第7章 トーキョー遠征。
お昼ご飯は、マネさんたちと一緒に作った。たくさん作るのは大変だったけど、みんなで楽しく話しながらだったから、あっという間に感じた。
どこで食べようかキョロキョロしていると、クロが手招きしたので、隣に座った。
『ねえ、音駒はインハイどうだったの?』
「あー、ベスト8だったよ。運が悪かったのか、去年の優勝校に当たってなー」
『そっか~』
「残念だったなー黒尾!春高は俺たちがいただきだぜ!」
ニヤリと笑うのは、木兎さん。隣ではやっぱり赤葦さんが、残念そうにため息を吐いた。
「ほんと、毎回スンマセン…」
『木兎さんって、とっても強いですよね?』
「おう!五本の指に入るんだぜ!」
『五本、すごい片手だ…』
感嘆のため息をもらすと、もっしゃもっしゃとサラダを頬張りながら、向かいに座るリエーフが身を乗り出して訊いてきた。
「そっちには強い人いないのか?」
『いるいる。

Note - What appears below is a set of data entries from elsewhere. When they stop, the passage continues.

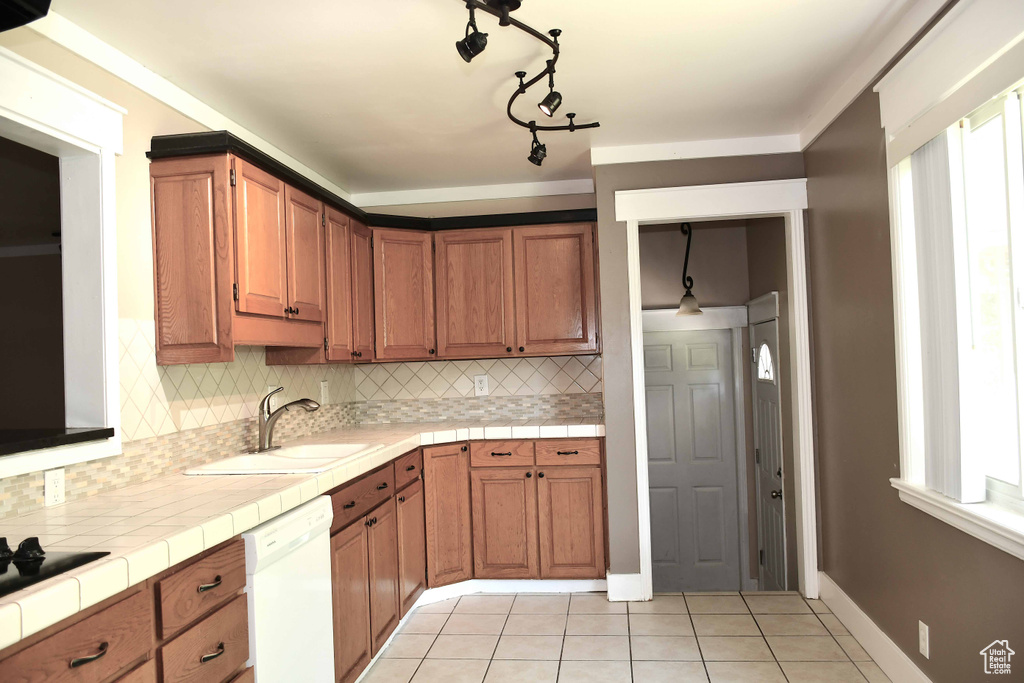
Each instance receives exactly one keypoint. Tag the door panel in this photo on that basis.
(384, 580)
(768, 460)
(475, 312)
(305, 255)
(555, 298)
(692, 461)
(350, 586)
(412, 548)
(363, 292)
(450, 540)
(339, 287)
(571, 522)
(403, 294)
(259, 241)
(505, 523)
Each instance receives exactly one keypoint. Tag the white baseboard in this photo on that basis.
(625, 587)
(895, 663)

しかも全国三大エースが』
三大エース、という言葉に、おおっとどよめきが上がった。
「たしかウシワカだっけ?」
『そうそう』
「三大エースっていったら、東北のウシワカ、関東のサクサ、それと九州のキリュウか」
クロの言葉にうんうんと頷いた。そして、プフッとクロが鼻で笑った。
「木兎負けてんじゃねーかよ」
「なっ、うるせー!これから勝つんだよ」
ゲラゲラと笑うクロに、木兎さんが負けじと言い返す。あー、小学生の喧嘩みたい←
傍観体勢に入った私は、赤葦さんと雑談。
『赤葦さんはすごいですねぇ…』
「何がです?」
『いや、私が言うのもなんですけど、木兎さんって上げ下げが激しいじゃないですか』
「…否定できませんね」
『そんな木兎さんを使いこなせるって、すごいなぁっと。木兎さんが五本の指に入るのは、きっと赤葦さんがいるからですね!』
にっと私が笑うと、赤葦さんは照れたように頬を掻いた。
「そんなんじゃありません。あの人が強いだけです。俺はそんな木兎さんを支えたいと思ったんです」
言い争いを続けるクロと木兎さんを、赤葦さんは尊敬と敬愛の眼差しで見つめていた。
それを見て、私もこんな風に尊敬される人ってやっぱりすごいなぁと改めて思った。